Malgré tout, politiquement, rien ou presque ne bouge. Les mouvements populaires concernent encore et toujours essentiellement les conséquences de la catastrophe nucléaire de Tchernobyl ainsi que quelques revendications culturelles. Même la déclaration de souveraineté du 27 juillet 1990 par le Soviet suprême est liée à la catastrophe de Tchernobyl : elle proclame essentiellement un Etat biélorusse « sans énergie nucléaire ». Le 17 mars 1991, 83% des Biélorusses se prononcent pour le maintien de la Biélorussie dans l’Union soviétique. (Les historiens considèrent ce référendum comme ayant eu lieu dans des conditions plutôt satisfaisantes, ce qui rend le résultat crédible.)

Un geste irréfléchi

Moins de six mois plus tard, le 25 août 1991, la Biélorussie déclare son indépendance en urgence, après l’échec de coup d’Etat militaire contre Gorbatchev. L’indépendance est proclamée sans que personne en Biélorussie n’ait une idée claire des conséquences de cette déclaration ou un projet politique pour l’avenir du pays. En effet, pour la Biélorussie, l’indépendance ne signifie ni démocratisation ni passage à l’économie de marché.

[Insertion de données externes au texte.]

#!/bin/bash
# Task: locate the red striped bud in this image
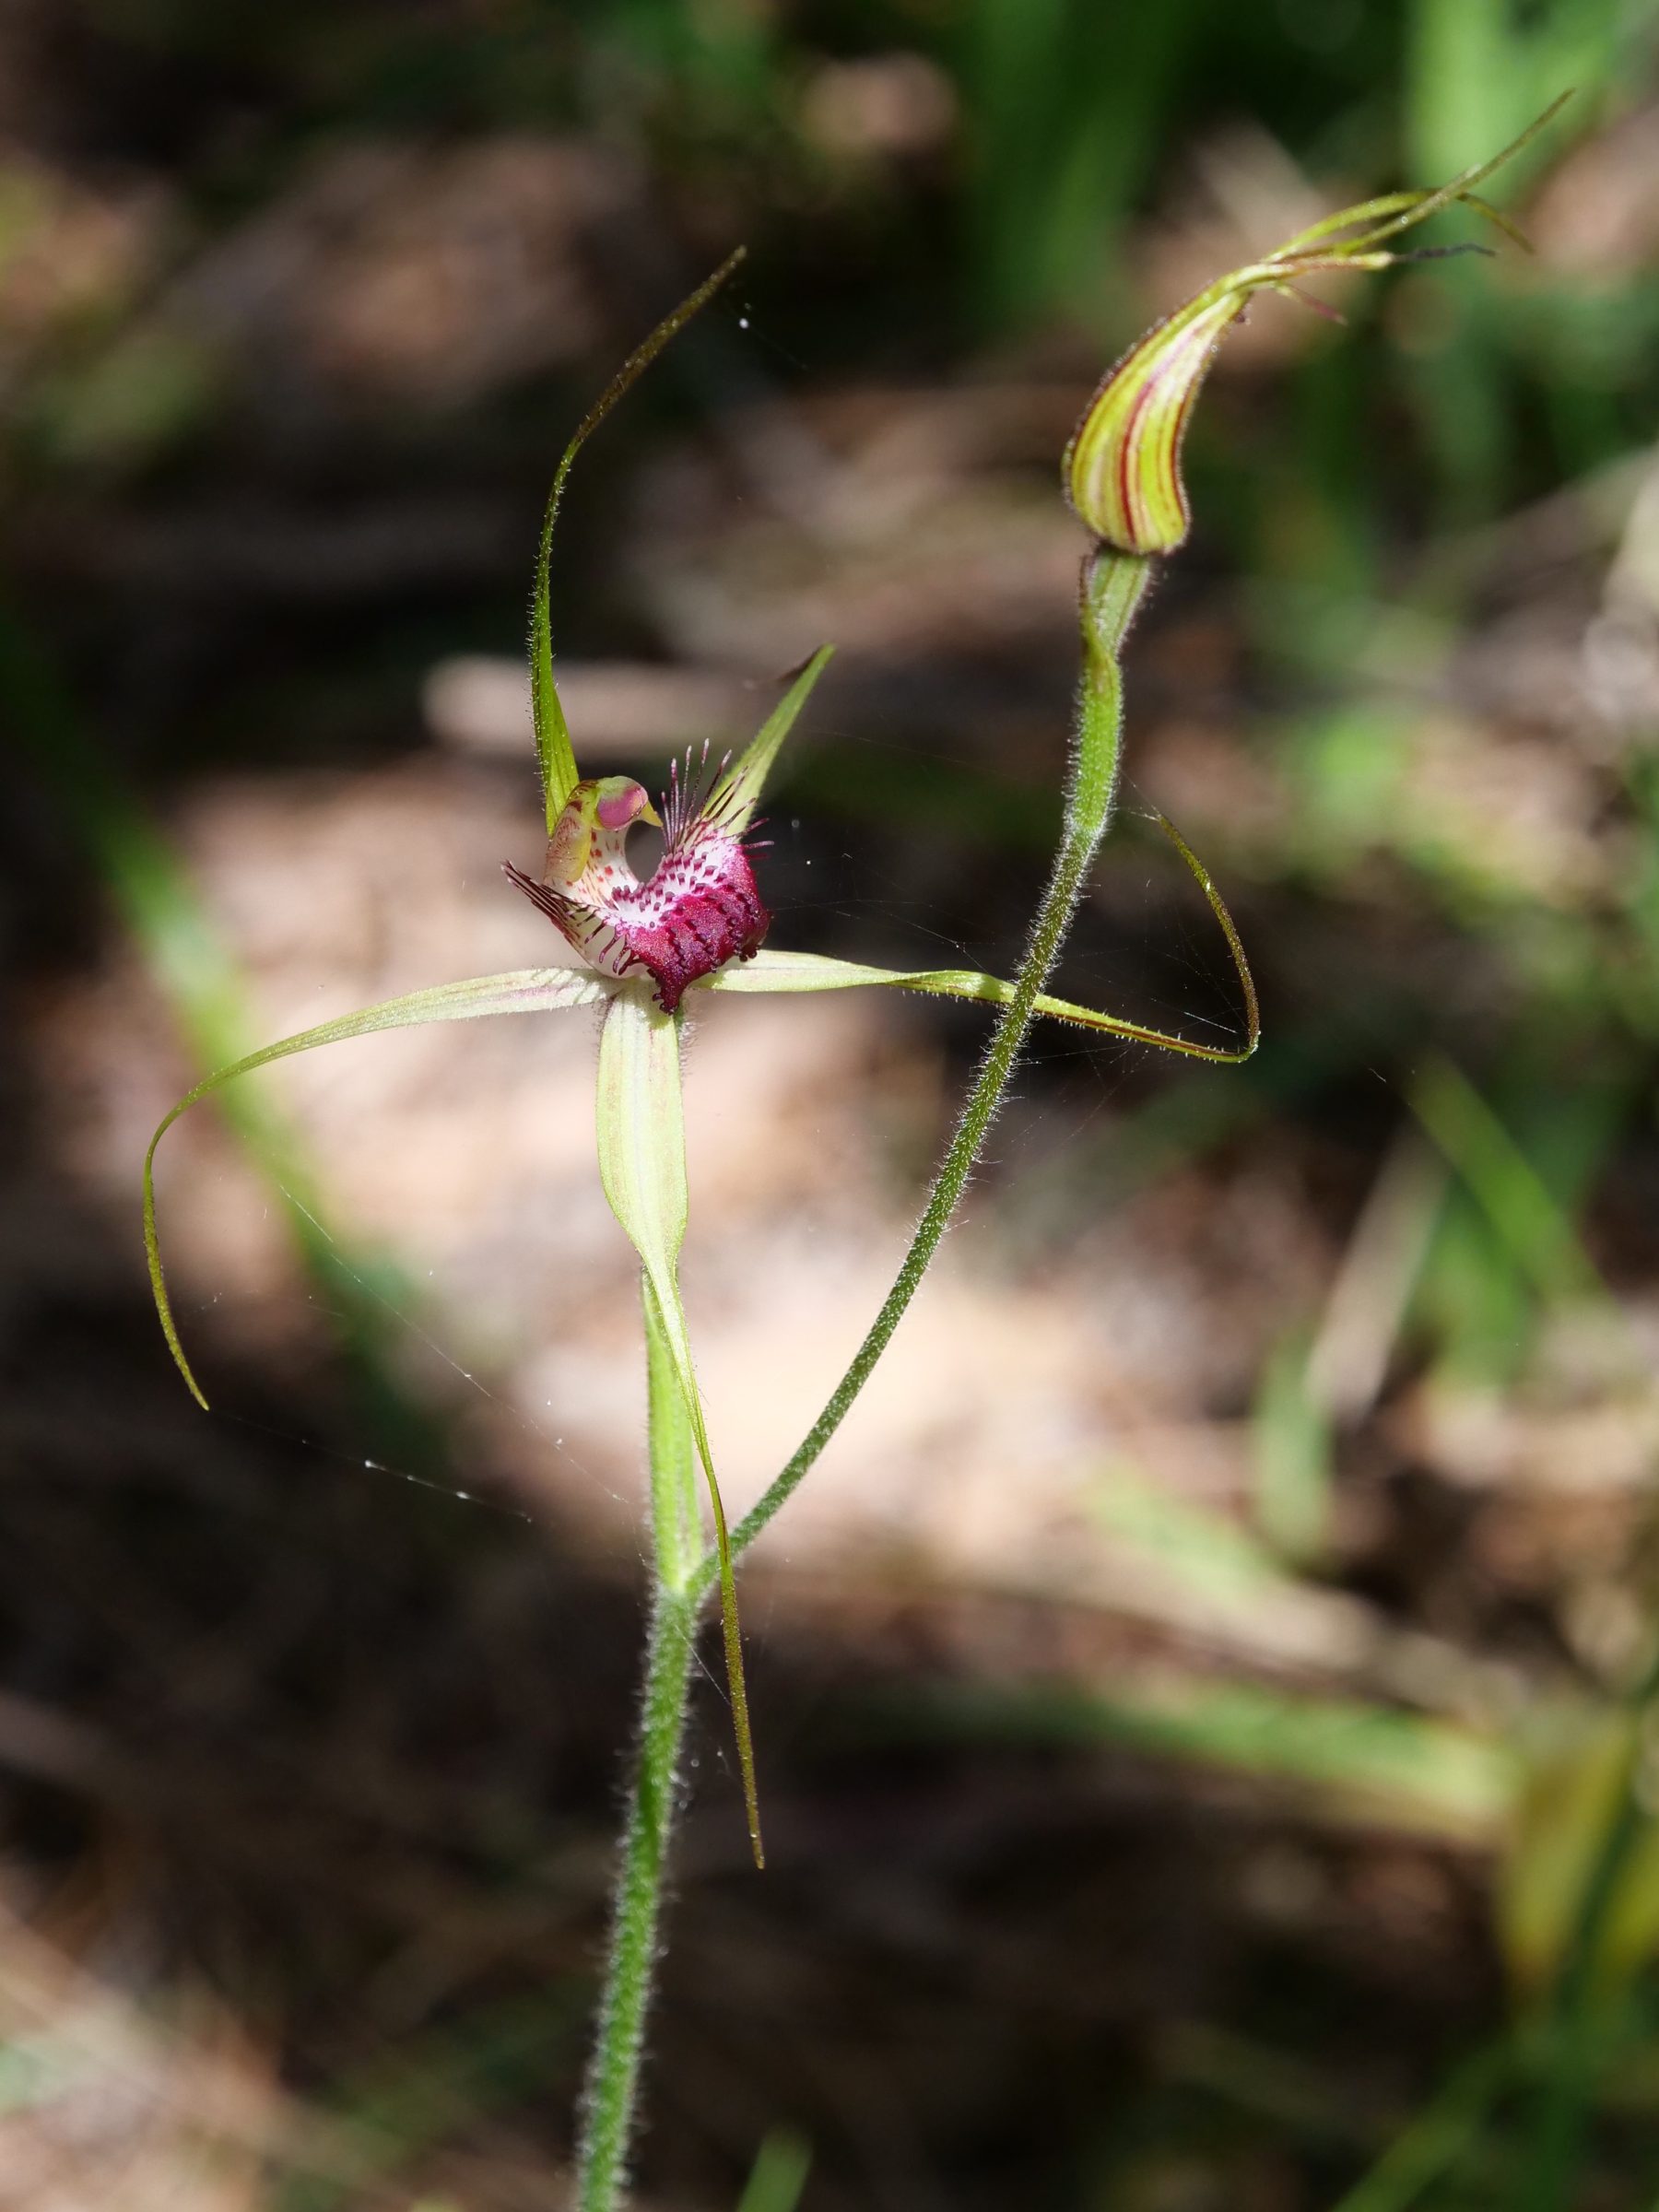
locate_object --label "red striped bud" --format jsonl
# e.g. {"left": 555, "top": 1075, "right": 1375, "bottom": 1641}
{"left": 1065, "top": 95, "right": 1568, "bottom": 555}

Le modèle soviétique, un peu adouci il est vrai, y subsiste encore aujourd’hui.
L’impression que l’indépendance fut déclarée dans un moment de panique se renforce quand on considère que la Biélorussie fait, depuis lors, de son mieux pour rester « attachée » à la Russie. Elle fut en effet un des acteurs principaux de la création de la Communauté des Etats indépendants (CEI) en décembre 1991. Les économies russe et biélorusse sont, héritage de l’époque soviétique, toujours très étroitement liées. Beaucoup d’industries de transformation situées en Biélorussie reçoivent leurs matières premières de Russie et y exportent l’essentiel de leurs produits finis ou semi-finis. Une rupture des liens commerciaux avec la Russie serait une catastrophe économique pour la Biélorussie. Par ailleurs, il fallut attendre juin 1992 pour que la Biélorussie introduise sa propre monnaie (le rouble biélorusse) et décembre de la même année pour que les forces armées biélorusses (issues de la dislocation de l’Armée rouge) prêtent serment.

Le paradis soviétique perdu

La situation en Biélorussie aujourd’hui est essentiellement la même qu’en 1992. Certes, elle est indépendante et s’est débarrassée des «  cryptocommunistes », mais elle reste essentiellement un Etat soviétique, aussi bien dans ses structures que dans sa culture politique : un Etat qui ne sait toujours pas comment survivre ni comment s’adapter à un monde dans lequel l’URSS n’existe plus.
Quant aux Biélorusses, ils sont, selon la formule du Dr. Jakub Basista (de l’Université Jagellone de Cracovie) « reconnaissants à Lukachenko de leur apporter la stabilité. Ils ne sont pas libres, mais les prix sont stables. Ils ne sont pas d’accès aux médias indépendants, mais ils ont du travail. Ils ne peuvent pas voyager, mais ils ont l’eau courante et chaude ».